People line up early in the morning to purchase the RIM PlayBook at a Best Buy store in Toronto, April 19, 2011. On Friday it was reported that founder and largest individual shareholder Richard Schulze has been given a 30-day extension to a deadline to put up an offer or back off to allow CEO Hubert Joly time to implement his turnaround strategy. Reuters/Mark Blinch

He was due to make a bid sometime around the middle of this month, but now Richard Schulze has reportedly been granted a 30-day extension to a deadline for making an offer to shareholders to take Best Buy Co., Inc. (NYSE: BBY) private.

The extension would give the 71-year-old founder of the beleaguered multinational electronics retailer that has seen its stock price plummet 44 percent in the past year extra time to see how the company performs in the peak holiday shopping season. If any offer for the Richfield, Minn.-based chain is made it will surely be less than Schulze’s offer he made in August, when the company’s stock was trading $5 higher from its Friday price of around $15.

Schulze, who owns about 20 percent of the company, has completed the due diligence process with at least three private equity firms, according to a report Friday by Reuters. The company’s board had initially given Shulze and his team 60 days to review non-publicly available financials and make a bid in return for a moratorium on further action, in order to give the board time to focus on rescuing the troubled company.

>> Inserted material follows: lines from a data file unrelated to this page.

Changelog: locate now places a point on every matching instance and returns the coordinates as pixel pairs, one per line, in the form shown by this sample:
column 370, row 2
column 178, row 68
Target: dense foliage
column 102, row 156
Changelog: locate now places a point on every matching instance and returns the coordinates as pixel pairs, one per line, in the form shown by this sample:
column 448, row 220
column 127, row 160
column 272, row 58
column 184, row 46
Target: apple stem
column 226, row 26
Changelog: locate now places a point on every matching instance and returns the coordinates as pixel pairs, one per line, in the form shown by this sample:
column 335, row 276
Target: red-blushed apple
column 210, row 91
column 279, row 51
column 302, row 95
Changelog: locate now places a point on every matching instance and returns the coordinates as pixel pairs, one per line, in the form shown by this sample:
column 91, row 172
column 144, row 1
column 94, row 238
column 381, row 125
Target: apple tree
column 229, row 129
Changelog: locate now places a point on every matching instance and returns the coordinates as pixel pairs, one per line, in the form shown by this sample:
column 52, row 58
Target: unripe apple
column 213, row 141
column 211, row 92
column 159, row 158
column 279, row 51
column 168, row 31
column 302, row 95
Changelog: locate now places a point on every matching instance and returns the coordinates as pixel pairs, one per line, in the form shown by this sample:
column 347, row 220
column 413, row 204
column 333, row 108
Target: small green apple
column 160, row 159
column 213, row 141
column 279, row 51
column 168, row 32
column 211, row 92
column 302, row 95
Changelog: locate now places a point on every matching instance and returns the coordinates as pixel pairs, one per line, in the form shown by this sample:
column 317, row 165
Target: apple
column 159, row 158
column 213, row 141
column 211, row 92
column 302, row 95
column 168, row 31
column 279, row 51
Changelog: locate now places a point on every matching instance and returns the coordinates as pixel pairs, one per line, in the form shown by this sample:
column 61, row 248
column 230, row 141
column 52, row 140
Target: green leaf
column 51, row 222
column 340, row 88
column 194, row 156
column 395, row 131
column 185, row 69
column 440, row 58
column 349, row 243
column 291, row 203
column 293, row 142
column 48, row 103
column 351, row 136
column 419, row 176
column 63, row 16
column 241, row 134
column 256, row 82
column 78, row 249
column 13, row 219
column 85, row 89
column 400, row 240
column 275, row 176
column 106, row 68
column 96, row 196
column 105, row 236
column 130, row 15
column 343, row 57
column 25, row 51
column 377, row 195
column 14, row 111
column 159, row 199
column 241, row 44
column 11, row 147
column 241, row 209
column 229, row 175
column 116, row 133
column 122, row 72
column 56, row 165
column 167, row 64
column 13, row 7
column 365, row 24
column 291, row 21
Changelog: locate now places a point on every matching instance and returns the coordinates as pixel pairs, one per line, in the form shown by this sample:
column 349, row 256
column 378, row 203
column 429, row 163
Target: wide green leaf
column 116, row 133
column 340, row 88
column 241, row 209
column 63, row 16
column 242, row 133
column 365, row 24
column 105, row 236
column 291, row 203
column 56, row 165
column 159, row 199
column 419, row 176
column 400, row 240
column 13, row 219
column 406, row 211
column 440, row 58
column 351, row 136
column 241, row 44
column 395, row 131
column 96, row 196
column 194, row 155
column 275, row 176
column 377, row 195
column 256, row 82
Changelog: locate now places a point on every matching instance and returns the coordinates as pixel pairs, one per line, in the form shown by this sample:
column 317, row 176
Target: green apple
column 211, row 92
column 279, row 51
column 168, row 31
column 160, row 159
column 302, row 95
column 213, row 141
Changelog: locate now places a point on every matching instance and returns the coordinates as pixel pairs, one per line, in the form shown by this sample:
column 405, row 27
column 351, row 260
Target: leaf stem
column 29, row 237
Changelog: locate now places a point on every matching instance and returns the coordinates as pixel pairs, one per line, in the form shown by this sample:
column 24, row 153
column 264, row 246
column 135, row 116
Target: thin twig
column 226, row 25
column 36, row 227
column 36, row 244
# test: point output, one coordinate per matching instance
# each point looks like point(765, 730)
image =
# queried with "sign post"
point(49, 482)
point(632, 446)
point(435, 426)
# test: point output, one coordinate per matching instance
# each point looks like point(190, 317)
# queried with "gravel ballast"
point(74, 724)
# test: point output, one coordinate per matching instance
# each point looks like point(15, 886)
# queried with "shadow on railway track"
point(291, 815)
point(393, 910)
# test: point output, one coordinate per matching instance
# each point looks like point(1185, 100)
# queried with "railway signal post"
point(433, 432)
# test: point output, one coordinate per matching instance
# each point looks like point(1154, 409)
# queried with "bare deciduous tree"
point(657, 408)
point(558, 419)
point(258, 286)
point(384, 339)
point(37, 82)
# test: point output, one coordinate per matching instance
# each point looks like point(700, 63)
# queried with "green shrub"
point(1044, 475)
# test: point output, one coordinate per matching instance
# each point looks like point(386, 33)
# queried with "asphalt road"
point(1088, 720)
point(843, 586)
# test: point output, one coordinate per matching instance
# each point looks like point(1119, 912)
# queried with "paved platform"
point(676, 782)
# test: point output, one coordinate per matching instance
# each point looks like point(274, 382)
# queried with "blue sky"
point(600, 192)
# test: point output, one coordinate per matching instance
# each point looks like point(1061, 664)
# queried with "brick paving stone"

In August, former CEO of Vivendi Universal Games and head of Carlson Wagonlit Travel Hubert Joly was hired as Best Buy’s chief executive charged with turning around the company that has been hit hard by the rise of mobile e-commerce technology. Best Buy is trying to re-invent itself as a leaner company, steering away from the big-box model, re-inventing its Web-based merchandising and propagating hundreds of smaller Best Buy Mobile chains.

Though all parties are not talking publicly about details (Reuters cites an anonymous source familiar with the negotiations), three private equity firms have been named as partners in the deal: Apollo Global Management LLC, Leonard Green & Partners LP, TPG Capital LP.

The initial offer of $24 to $26 a share would have set the price tag at between $8 billion and $9 billion, not including the approximately $2 billion in debt that would also have to be paid off. The company’s current market cap is $5.1 billion.

On Monday the Minneapolis Star-Tribune reported that a deal would be made next week, after Joly outlined his plans to shareholders at a scheduled event in New York, quoting Michael Pachter, an analyst with Wedbush Securities in Los Angeles, as saying the offer “won’t be as high” as the one tabled this summer. The news sent the stock prick up from a 52-week low; it has gained over 1 percent in the past three days as shareholders hold on to the stock in anticipation that a deal would be made that would give them a return higher than the current stock price.

If actualized, the buyout would be the largest public-to-private deal this year. In July, Peet's Coffee & Tea Inc. of Emoryville, Calif., began the process of being acquired by Joh. A. Benckiser for about $1 billion, about 29 percent above the company’s share price at the time. In April, New York's Centerbridge Partners LP said it was buying P.F. Chang's China Bistro of Scottsdale, Ariz., for $1.09 billion, a 40 percent premium over the restaurant chain’s stock price at the time the deal was announced.